The events.jsonl tells you what happened with timestamps. The session context tells you why and how. Together they let the model write something readable.

Inline versus deferred

The last design tension was when synthesis happens. Two options.

Inline: the user types /diary at the end of a session, and Claude — with the full reasoning trace still in its active context — writes the entry. The texture of why things happened is right there in the conversation. Deferred: the SessionEnd hook fires a small prompt-type hook that synthesizes from events.jsonl alone, or alternatively the next session's first turn reads the previous session's events and writes the entry retrospectively.

Deferred is appealing because it doesn't compete with the user's attention at end of session, and because fresh context produces cleaner prose. But deferred only has the events log, not the reasoning trace. The events log tells you what files were edited and what commands ran, with exit codes; it does not tell you that I pushed back on a design decision and steered to a different approach, or that Claude considered approach A, sketched it out, and rejected it before approach B.

That texture only lives in the active context. So inline won — manual /diary invocation while the session is still alive, with the events log as one input among several, the conversation itself as the other. The hooks still capture events deterministically the whole time, so even if /diary never gets typed, the audit trail is there to reconstruct later.

This also rules out an automatic SessionEnd auto-synthesizer, which would have been the obvious nice-to-have. By the time SessionEnd fires, the main session is gone. A prompt-type hook at that point synthesizes from a stripped context, which produces exactly the auto-generated-changelog feel I wanted to avoid.

Shipping it

The skill is at ikangai/claude-skills/diary.
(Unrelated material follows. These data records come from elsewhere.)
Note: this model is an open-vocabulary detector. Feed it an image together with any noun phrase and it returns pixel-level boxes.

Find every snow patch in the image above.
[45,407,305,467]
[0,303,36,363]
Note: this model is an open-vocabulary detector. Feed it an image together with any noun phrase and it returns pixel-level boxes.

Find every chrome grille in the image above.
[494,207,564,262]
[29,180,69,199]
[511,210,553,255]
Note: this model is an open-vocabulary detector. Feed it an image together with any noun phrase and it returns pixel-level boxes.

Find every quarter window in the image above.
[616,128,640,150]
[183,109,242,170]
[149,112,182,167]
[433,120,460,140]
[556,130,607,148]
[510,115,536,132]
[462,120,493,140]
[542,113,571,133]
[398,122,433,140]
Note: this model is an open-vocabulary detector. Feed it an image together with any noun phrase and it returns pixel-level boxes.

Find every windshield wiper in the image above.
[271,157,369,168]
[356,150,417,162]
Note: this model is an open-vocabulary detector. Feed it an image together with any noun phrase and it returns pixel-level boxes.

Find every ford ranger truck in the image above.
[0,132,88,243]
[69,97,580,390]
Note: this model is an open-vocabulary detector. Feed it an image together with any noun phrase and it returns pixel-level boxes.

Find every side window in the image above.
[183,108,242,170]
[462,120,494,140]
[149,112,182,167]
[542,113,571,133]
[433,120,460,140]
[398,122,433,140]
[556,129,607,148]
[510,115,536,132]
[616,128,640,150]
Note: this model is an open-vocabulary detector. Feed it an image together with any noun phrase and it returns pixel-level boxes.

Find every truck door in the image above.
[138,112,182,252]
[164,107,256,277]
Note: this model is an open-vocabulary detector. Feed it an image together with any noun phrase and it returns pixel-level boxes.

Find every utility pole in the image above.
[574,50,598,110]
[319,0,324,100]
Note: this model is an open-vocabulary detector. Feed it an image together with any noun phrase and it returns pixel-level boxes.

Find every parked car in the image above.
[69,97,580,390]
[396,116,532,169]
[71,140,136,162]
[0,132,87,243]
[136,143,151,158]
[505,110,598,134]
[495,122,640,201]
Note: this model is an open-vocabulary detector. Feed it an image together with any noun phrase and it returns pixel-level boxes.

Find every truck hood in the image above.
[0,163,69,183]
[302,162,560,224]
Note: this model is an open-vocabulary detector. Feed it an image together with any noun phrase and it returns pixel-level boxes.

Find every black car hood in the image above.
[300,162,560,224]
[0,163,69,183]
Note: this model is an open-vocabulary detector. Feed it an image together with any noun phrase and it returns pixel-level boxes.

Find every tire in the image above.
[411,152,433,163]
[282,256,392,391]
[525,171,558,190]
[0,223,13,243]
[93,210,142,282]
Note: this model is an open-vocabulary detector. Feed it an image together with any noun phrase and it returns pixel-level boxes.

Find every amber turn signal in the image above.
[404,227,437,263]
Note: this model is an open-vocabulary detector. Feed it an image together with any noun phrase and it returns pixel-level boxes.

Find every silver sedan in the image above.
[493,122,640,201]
The whole thing is one SKILL.md (voice rules, synthesis workflow, when-to-invoke decision rule), one bash script (log-event.sh, ninety-odd lines, defensive, exits zero on every failure mode so a misconfigured hook never breaks a Claude Code session), and three reference docs (voice examples, hooks setup, events schema).
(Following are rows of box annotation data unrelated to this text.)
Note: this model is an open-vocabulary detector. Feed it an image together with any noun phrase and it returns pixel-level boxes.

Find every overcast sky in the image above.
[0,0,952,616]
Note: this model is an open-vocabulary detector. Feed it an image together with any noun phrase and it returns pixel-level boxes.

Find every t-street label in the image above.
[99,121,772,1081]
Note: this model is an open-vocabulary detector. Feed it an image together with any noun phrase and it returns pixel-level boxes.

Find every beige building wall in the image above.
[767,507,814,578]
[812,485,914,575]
Five hook events get captured: Write/Edit/MultiEdit (state changes to files), Bash (commands and exit codes — failures are the moments worth retelling later), UserPromptSubmit (user feedback and course-corrections), SubagentStop (sub-agent task returns), and Stop (turn-final messages, optional). Read, Grep, Glob, LS are deliberately not captured — those are reconnaissance, not narrative. Capturing them would bury the events log in noise.

Long fields truncate at five hundred characters. The script wraps every hook payload with a normalized envelope and writes one line to .dev-diary/.events.jsonl. If jq is missing it logs a sentinel event with "error": "jq_not_installed" so the missing dependency is visible without breaking anything. Whole script fits on one screen.

The diary itself lives at .dev-diary/ at the project root, gitignored by default. Entries are YYYY-MM-DD-<slug>.md. The audit trail is .events.jsonl. The synthesis side reads both — the events to anchor the timeline, the active session to fill in the texture — and writes one paragraph of first-person past-tense prose, with the lesson sentence at the end if one was earned.

The diary will document its own continued development. That's the kind of self-referential thing that's only useful if it actually works, so I will find out. v0 is shipped; if entries stop getting written, or get written badly, the skill itself needs work, and that work will be documented in the diary, and that documentation will be the first real test of whether any of this was a good idea.